DataDog / datadog-agent

Main repository for Datadog Agent
https://docs.datadoghq.com/
Apache License 2.0
2.86k stars 1.2k forks source link

Datadog marathon task exits after 10 minutes #4020

Open neil-coles-m3 opened 5 years ago

neil-coles-m3 commented 5 years ago

After following instructions here: https://docs.datadoghq.com/integrations/mesos/#marathon

To start with it failed to deploy because of the {"key": "name","value": "datadog-agent"},

After removing this key, it deployed but containers stayed unhealthy and exit after about 10mins.

Logs when exiting:

2019-08-15 10:42:41 UTC | PROCESS | CRITICAL | (pkg/process/util/signal_nowindows.go:21 in HandleSignals) | Caught signal 'terminated'; terminating.
2019-08-15 10:42:41 UTC | CORE | INFO | (cmd/agent/app/run.go:79 in func2) | Received signal 'terminated', shutting down...
2019-08-15 10:42:41 UTC | CORE | INFO | (pkg/collector/runner/runner.go:151 in Stop) | Runner is shutting down...
2019-08-15 10:42:41 UTC | CORE | INFO | (pkg/collector/python/subprocesses.go:48 in TerminateRunningProcesses) | Canceling all running python subprocesses
2019-08-15 10:42:41 UTC | CORE | INFO | (pkg/forwarder/domain_forwarder.go:185 in Stop) | domainForwarder stopped
2019-08-15 10:42:41 UTC | CORE | INFO | (pkg/logs/logs.go:88 in Stop) | Stopping logs-agent
2019-08-15 10:42:41 UTC | CORE | INFO | (pkg/logs/logs.go:101 in Stop) | logs-agent stopped
2019-08-15 10:42:41 UTC | CORE | INFO | (cmd/agent/app/start.go:314 in StopAgent) | See ya!
AGENT EXITED WITH CODE 0, SIGNAL 0, KILLING CONTAINER
process-agent exited with code 0, disabling

Describe what you expected: It to turn healthy and work

Additional environment details (Operating System, Cloud provider, etc): Mesos marathon without DC/OS

Simwar commented 5 years ago

Hi @neil-coles-m3

From the logs, it looks like Mesos killed the container. Are there any logs on the Marathon side to know why it happened? What was the error with the the key: {"key": "name","value": "datadog-agent"}? It is here to set the name of the container.

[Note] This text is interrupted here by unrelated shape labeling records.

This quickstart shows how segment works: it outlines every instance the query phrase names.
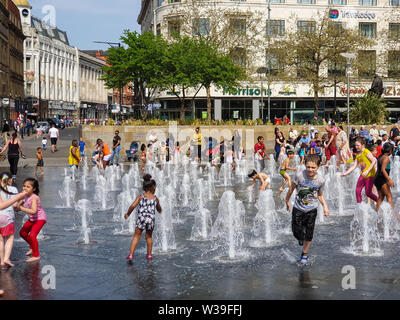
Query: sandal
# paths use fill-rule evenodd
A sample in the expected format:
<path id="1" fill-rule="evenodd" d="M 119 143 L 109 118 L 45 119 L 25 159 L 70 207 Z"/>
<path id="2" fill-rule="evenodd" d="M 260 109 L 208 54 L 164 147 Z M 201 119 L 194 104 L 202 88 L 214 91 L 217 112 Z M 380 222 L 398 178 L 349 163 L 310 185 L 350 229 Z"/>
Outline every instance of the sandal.
<path id="1" fill-rule="evenodd" d="M 129 261 L 132 261 L 132 260 L 133 260 L 133 254 L 132 254 L 132 255 L 131 255 L 131 254 L 128 254 L 128 255 L 126 256 L 126 259 L 129 260 Z"/>

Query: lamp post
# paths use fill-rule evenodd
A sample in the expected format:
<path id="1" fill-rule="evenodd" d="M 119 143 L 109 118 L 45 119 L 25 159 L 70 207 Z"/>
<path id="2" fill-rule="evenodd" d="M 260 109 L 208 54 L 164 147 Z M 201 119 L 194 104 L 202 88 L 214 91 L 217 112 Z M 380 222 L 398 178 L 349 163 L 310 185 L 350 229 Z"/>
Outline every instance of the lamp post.
<path id="1" fill-rule="evenodd" d="M 257 73 L 260 75 L 260 81 L 261 81 L 261 119 L 263 120 L 264 123 L 264 91 L 263 91 L 263 78 L 262 75 L 264 73 L 267 73 L 267 68 L 266 67 L 260 67 L 257 69 Z M 268 114 L 269 116 L 269 114 Z"/>
<path id="2" fill-rule="evenodd" d="M 118 48 L 121 48 L 121 43 L 120 42 L 109 42 L 109 41 L 93 41 L 94 43 L 105 43 L 108 44 L 111 48 L 116 48 L 116 46 L 118 45 Z M 120 108 L 120 112 L 122 110 L 122 88 L 119 88 L 119 108 Z M 117 118 L 117 116 L 115 115 L 115 118 Z"/>
<path id="3" fill-rule="evenodd" d="M 354 53 L 341 53 L 342 57 L 347 59 L 346 74 L 347 74 L 347 139 L 350 138 L 350 67 L 351 60 L 356 58 Z"/>
<path id="4" fill-rule="evenodd" d="M 268 0 L 268 52 L 267 52 L 267 67 L 268 67 L 268 121 L 271 121 L 271 52 L 270 52 L 270 39 L 271 39 L 271 0 Z"/>

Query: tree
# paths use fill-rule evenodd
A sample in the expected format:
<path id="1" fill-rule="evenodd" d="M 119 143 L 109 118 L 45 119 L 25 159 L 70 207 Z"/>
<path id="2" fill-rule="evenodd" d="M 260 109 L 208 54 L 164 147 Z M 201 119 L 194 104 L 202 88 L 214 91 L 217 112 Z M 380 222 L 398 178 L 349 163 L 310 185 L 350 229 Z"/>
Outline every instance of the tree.
<path id="1" fill-rule="evenodd" d="M 350 121 L 355 124 L 383 124 L 389 116 L 386 106 L 383 98 L 367 93 L 350 106 Z"/>
<path id="2" fill-rule="evenodd" d="M 148 105 L 154 94 L 165 86 L 164 59 L 167 42 L 150 32 L 138 34 L 124 30 L 120 48 L 107 51 L 107 66 L 101 78 L 108 88 L 121 88 L 134 84 L 141 105 L 140 114 L 147 119 Z"/>
<path id="3" fill-rule="evenodd" d="M 283 39 L 270 39 L 274 59 L 286 67 L 274 70 L 275 75 L 288 82 L 309 83 L 314 96 L 314 116 L 318 117 L 319 94 L 334 85 L 333 77 L 335 84 L 345 81 L 346 61 L 340 54 L 357 52 L 374 41 L 362 37 L 358 30 L 343 28 L 326 11 L 309 21 L 292 18 L 297 21 L 297 30 L 289 30 Z"/>

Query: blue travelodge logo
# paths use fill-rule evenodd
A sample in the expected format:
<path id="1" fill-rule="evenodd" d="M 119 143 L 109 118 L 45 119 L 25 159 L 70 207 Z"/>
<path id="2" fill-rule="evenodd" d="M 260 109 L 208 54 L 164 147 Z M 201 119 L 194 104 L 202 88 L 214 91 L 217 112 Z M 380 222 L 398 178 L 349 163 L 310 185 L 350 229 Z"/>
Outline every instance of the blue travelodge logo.
<path id="1" fill-rule="evenodd" d="M 329 18 L 331 18 L 331 19 L 339 18 L 339 10 L 336 10 L 336 9 L 329 10 Z"/>

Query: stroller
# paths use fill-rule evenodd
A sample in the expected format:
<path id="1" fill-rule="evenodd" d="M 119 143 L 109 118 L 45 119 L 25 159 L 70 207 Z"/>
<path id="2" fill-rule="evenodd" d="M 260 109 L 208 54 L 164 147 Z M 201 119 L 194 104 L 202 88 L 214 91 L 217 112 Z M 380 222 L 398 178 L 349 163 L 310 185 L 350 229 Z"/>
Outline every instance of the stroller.
<path id="1" fill-rule="evenodd" d="M 138 161 L 139 158 L 139 142 L 133 141 L 128 150 L 126 150 L 127 161 Z"/>

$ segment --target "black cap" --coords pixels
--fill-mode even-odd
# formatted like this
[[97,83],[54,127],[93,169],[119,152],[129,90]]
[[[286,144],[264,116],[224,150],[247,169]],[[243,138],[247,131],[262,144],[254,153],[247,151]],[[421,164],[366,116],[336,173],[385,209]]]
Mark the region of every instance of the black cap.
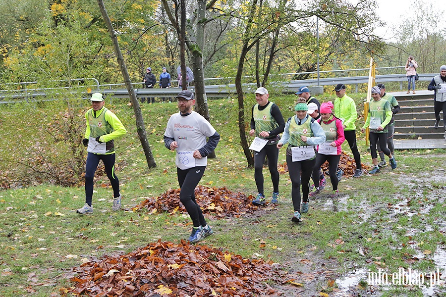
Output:
[[186,100],[192,100],[194,99],[194,93],[188,90],[183,90],[178,94],[175,98],[178,98],[178,97],[181,97]]
[[333,91],[337,92],[338,91],[340,91],[342,89],[344,90],[345,89],[347,89],[346,88],[345,88],[345,85],[343,84],[338,84],[336,85],[336,87],[334,87],[334,90]]

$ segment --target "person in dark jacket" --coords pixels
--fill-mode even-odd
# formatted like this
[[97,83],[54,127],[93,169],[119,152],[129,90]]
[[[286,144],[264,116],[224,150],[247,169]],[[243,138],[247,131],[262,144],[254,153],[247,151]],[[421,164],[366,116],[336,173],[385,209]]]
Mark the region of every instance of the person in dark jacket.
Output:
[[443,127],[445,138],[446,138],[446,65],[440,67],[440,74],[434,77],[428,90],[434,91],[434,111],[435,112],[435,123],[434,128],[438,129],[440,125],[440,113],[443,111]]
[[[152,73],[152,68],[148,67],[146,69],[146,74],[143,79],[144,82],[144,87],[146,89],[153,89],[155,84],[157,83],[157,78],[155,77],[155,74]],[[146,100],[146,99],[142,98],[141,99],[142,103],[144,103]],[[155,97],[151,97],[147,99],[147,103],[155,103]]]

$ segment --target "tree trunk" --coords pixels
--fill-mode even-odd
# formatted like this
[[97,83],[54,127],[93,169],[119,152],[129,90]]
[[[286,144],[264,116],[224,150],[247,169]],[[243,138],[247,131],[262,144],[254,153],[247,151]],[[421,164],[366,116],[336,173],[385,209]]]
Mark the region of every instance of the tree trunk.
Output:
[[110,37],[113,42],[113,49],[114,49],[114,52],[116,54],[118,64],[119,65],[121,73],[124,77],[124,81],[125,82],[125,86],[127,87],[127,90],[128,91],[130,102],[132,103],[132,106],[133,106],[133,111],[135,112],[136,120],[136,130],[138,132],[138,136],[139,137],[139,140],[141,141],[141,144],[142,145],[143,149],[144,151],[146,160],[147,161],[147,165],[149,168],[156,167],[157,167],[157,164],[153,158],[153,154],[152,153],[150,146],[149,145],[149,142],[147,141],[146,128],[144,126],[144,120],[143,119],[142,113],[141,112],[141,107],[139,106],[139,102],[138,101],[138,99],[136,98],[136,95],[135,94],[131,80],[128,75],[128,72],[127,71],[127,67],[125,66],[124,58],[122,56],[122,54],[121,53],[119,45],[118,43],[116,35],[114,34],[114,30],[113,29],[113,26],[112,25],[112,22],[110,21],[110,18],[109,17],[107,11],[105,9],[103,0],[98,0],[98,4],[99,5],[99,9],[101,13],[102,13],[102,16],[104,17],[104,21],[107,25],[107,28],[108,29],[109,33],[110,34]]

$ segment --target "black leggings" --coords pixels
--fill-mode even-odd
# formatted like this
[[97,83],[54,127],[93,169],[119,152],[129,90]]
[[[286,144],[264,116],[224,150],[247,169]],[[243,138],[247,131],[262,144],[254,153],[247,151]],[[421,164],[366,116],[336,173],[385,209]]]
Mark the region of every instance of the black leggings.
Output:
[[361,155],[359,154],[358,146],[356,146],[356,131],[355,130],[347,131],[344,130],[344,136],[353,154],[355,163],[356,163],[356,169],[360,170],[362,169],[362,167],[361,166]]
[[334,190],[337,190],[337,185],[339,184],[339,180],[336,175],[336,170],[339,164],[339,160],[340,159],[340,155],[324,155],[318,153],[316,156],[316,164],[314,169],[313,169],[313,180],[314,181],[315,187],[319,185],[319,167],[325,163],[326,161],[329,162],[329,173],[330,174],[330,181]]
[[206,221],[204,219],[200,205],[195,200],[195,187],[201,179],[206,166],[197,166],[184,170],[176,167],[178,183],[181,190],[180,191],[180,201],[186,207],[187,213],[190,216],[194,227],[205,227]]
[[107,174],[107,177],[110,180],[110,184],[113,188],[113,197],[119,197],[119,181],[114,174],[115,157],[114,153],[105,155],[89,152],[87,155],[87,164],[85,166],[85,203],[90,206],[93,196],[93,179],[101,160],[104,162],[106,173]]
[[435,101],[434,102],[434,111],[435,112],[435,119],[440,121],[440,113],[442,110],[443,111],[443,126],[445,127],[445,130],[446,130],[446,101],[445,102],[440,102],[439,101]]
[[381,150],[388,156],[390,156],[390,149],[387,148],[387,133],[376,133],[370,132],[369,133],[369,139],[370,141],[370,153],[372,154],[372,158],[378,158],[378,154],[376,153],[376,144],[378,140],[380,140],[380,144],[381,146]]
[[277,171],[277,160],[279,158],[279,148],[276,145],[267,145],[260,151],[254,154],[254,179],[259,193],[264,194],[263,189],[263,163],[265,156],[268,156],[268,169],[271,174],[273,181],[273,192],[279,193],[279,174]]
[[[291,199],[294,211],[300,212],[300,185],[302,184],[302,198],[303,202],[308,201],[310,192],[310,178],[313,173],[313,168],[316,163],[316,158],[312,160],[292,161],[291,156],[286,156],[286,164],[288,172],[291,180]],[[317,167],[319,169],[319,167]],[[319,174],[317,174],[319,176]]]

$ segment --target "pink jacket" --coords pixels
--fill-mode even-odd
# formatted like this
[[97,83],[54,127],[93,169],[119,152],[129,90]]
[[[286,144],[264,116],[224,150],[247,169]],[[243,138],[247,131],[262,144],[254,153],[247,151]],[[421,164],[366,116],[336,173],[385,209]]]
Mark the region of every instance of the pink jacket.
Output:
[[406,76],[410,75],[415,75],[417,74],[416,68],[418,68],[418,64],[415,60],[412,60],[412,63],[413,64],[413,67],[409,66],[408,63],[406,63]]
[[[333,118],[332,119],[329,120],[327,122],[325,121],[324,121],[323,122],[324,124],[330,124],[334,120],[336,121],[336,130],[337,132],[337,139],[334,141],[334,143],[336,144],[337,154],[340,155],[342,152],[342,148],[341,147],[341,145],[342,145],[345,140],[345,137],[344,136],[344,128],[342,127],[342,121],[338,118],[333,117]],[[318,122],[319,122],[319,124],[321,124],[321,121],[322,121],[322,117],[318,120]]]

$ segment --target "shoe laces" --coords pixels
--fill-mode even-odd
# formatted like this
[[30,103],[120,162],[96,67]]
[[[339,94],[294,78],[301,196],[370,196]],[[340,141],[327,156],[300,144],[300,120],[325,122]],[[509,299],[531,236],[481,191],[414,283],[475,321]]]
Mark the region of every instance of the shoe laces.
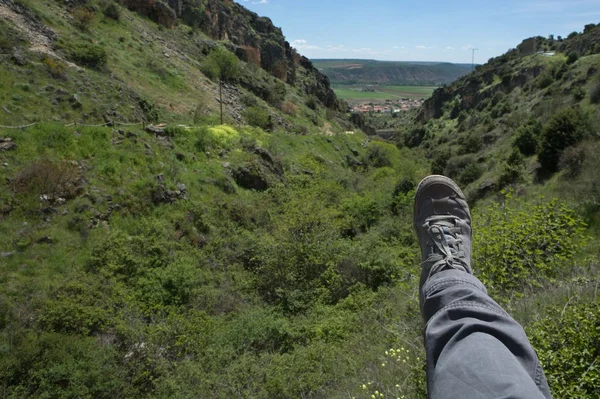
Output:
[[432,248],[424,263],[432,262],[429,277],[447,269],[469,272],[465,252],[462,250],[463,240],[459,237],[462,228],[456,227],[458,218],[452,215],[433,215],[425,220],[423,227],[427,230]]

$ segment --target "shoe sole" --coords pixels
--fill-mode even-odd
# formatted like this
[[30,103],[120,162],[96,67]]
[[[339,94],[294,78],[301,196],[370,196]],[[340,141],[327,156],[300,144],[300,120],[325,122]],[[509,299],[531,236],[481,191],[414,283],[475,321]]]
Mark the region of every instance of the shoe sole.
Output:
[[[465,201],[467,200],[467,198],[465,197],[465,194],[462,192],[460,187],[458,187],[458,185],[454,182],[454,180],[450,179],[449,177],[442,176],[442,175],[427,176],[426,178],[421,180],[421,182],[417,186],[417,192],[415,194],[415,204],[413,207],[413,225],[417,218],[417,204],[419,203],[419,201],[418,201],[419,196],[426,188],[428,188],[434,184],[442,184],[444,186],[450,187],[452,190],[454,190],[454,192],[456,192],[456,194],[460,198],[462,198]],[[467,210],[468,210],[468,208],[467,208]]]

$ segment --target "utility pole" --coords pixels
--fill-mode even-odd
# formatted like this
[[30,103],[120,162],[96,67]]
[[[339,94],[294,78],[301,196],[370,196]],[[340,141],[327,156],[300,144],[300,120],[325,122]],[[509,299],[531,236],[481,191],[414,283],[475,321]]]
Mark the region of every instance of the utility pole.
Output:
[[475,52],[479,50],[478,48],[472,48],[471,51],[473,52],[473,59],[471,60],[471,72],[473,72],[475,70]]

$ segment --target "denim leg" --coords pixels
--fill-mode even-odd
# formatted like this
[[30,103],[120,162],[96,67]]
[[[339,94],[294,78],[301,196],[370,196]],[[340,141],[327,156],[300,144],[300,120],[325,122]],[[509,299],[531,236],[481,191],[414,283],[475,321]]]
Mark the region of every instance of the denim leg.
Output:
[[442,271],[421,294],[430,398],[551,398],[525,331],[477,278]]

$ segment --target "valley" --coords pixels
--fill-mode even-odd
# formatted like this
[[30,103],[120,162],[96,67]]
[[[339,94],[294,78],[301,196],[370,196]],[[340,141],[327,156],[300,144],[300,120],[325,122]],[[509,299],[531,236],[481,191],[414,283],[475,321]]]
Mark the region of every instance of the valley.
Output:
[[600,25],[471,71],[246,6],[283,7],[0,0],[0,396],[426,397],[434,173],[554,397],[597,398]]

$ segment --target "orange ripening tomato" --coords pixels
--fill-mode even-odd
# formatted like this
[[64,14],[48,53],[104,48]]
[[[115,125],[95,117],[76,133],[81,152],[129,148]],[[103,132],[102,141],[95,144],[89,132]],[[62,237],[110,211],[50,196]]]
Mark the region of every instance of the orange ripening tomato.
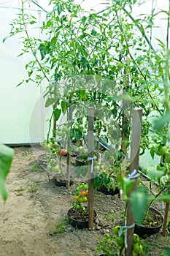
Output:
[[74,199],[77,201],[77,200],[79,200],[79,196],[75,195],[75,196],[74,196]]
[[58,154],[61,157],[66,156],[67,154],[67,151],[63,148],[58,152]]
[[86,195],[85,192],[85,191],[82,191],[82,192],[81,192],[81,196],[82,196],[82,197],[84,197],[85,195]]
[[87,197],[84,197],[83,199],[84,199],[84,202],[87,202],[88,201]]
[[88,189],[87,189],[85,192],[85,195],[88,195]]

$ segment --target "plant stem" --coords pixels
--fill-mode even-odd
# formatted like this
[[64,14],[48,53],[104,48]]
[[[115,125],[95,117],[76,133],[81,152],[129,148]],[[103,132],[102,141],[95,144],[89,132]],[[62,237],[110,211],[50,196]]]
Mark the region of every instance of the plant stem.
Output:
[[39,59],[37,59],[35,53],[34,53],[34,50],[33,49],[33,47],[32,47],[32,45],[31,45],[31,39],[29,37],[29,34],[28,34],[28,32],[27,31],[27,26],[26,26],[26,22],[25,20],[25,18],[24,18],[24,16],[25,16],[25,14],[24,14],[24,3],[23,3],[23,0],[22,0],[22,7],[21,7],[21,13],[22,13],[22,20],[23,20],[23,26],[24,26],[24,29],[25,29],[25,32],[26,32],[26,37],[27,37],[27,39],[28,39],[28,45],[29,45],[29,48],[31,50],[31,53],[32,53],[32,55],[34,56],[34,59],[35,59],[35,61],[38,64],[38,65],[40,67],[40,69],[44,75],[44,78],[45,78],[47,79],[47,80],[48,82],[50,82],[50,80],[49,78],[47,77],[46,74],[45,74],[45,72],[43,70],[43,67],[42,66],[40,61],[39,61]]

neil-coles-m3 commented 5 years ago

Hi @Simwar

I was getting the attached error unless I removed the name:

Screenshot 2019-08-16 at 18 13 44

Simwar commented 5 years ago

Hi @neil-coles-m3 Apparently, Mesos removed the possibility to specify the name as it introduced an issue. More info here: https://jira.apache.org/jira/browse/MESOS-8497 Although, it does not explain the issue you are having. Any chance we have more details from Mesos itself on why it kills the container? What are the limits you are setting? Do you see Docker events in the Datadog UI about OOMs? It might also be another explanation here.

neil-coles-m3 commented 5 years ago

Mesos is killing it because it fails healthcheck:

 "message": "Task was killed since health check failed. Reason: StreamTcpException: Tcp command [Connect(172.22.3.147:9001,None,List(),Some(10 seconds),true)] failed because of Connection refused",
            "state": "TASK_KILLED",
hkaj commented 5 years ago

Hi @neil-coles-m3 It seems like our instructions were not updated correctly. The healtcheck on port 9001 was for agent 5. Our doc was updated to agent 6 that doesn't run supervisord in the container anymore (that's the component that was listening on port 9001 previously), but didn't update the healthcheck part.

We'll update the docs, in the meantime could you try replacing the health part of the marathon task with something similar to what we do in k8s for health checking? https://github.com/DataDog/datadog-agent/blob/f4bd71fc62b3a5c74eedd0b127634758a8caa2dd/Dockerfiles/manifests/agent.yaml#L41-L49

You can also remove {"containerPort": 9001,"hostPort": 9001,"servicePort": 10001,"protocol": "tcp","labels": {}} from portMappings

neil-coles-m3 commented 5 years ago

so would it be running on port 5555 now? Guess I need to add a port mapping for that instead

hkaj commented 5 years ago

Yeah the health port is 5555, do you know whether the healthcheck in mesos is executed from inside the task network namespace or from the outside? I can't remember on the top of my head, but can dig a bit if you don't recall either. If it's from the inside you won't need to declare 5555 in the port mapping.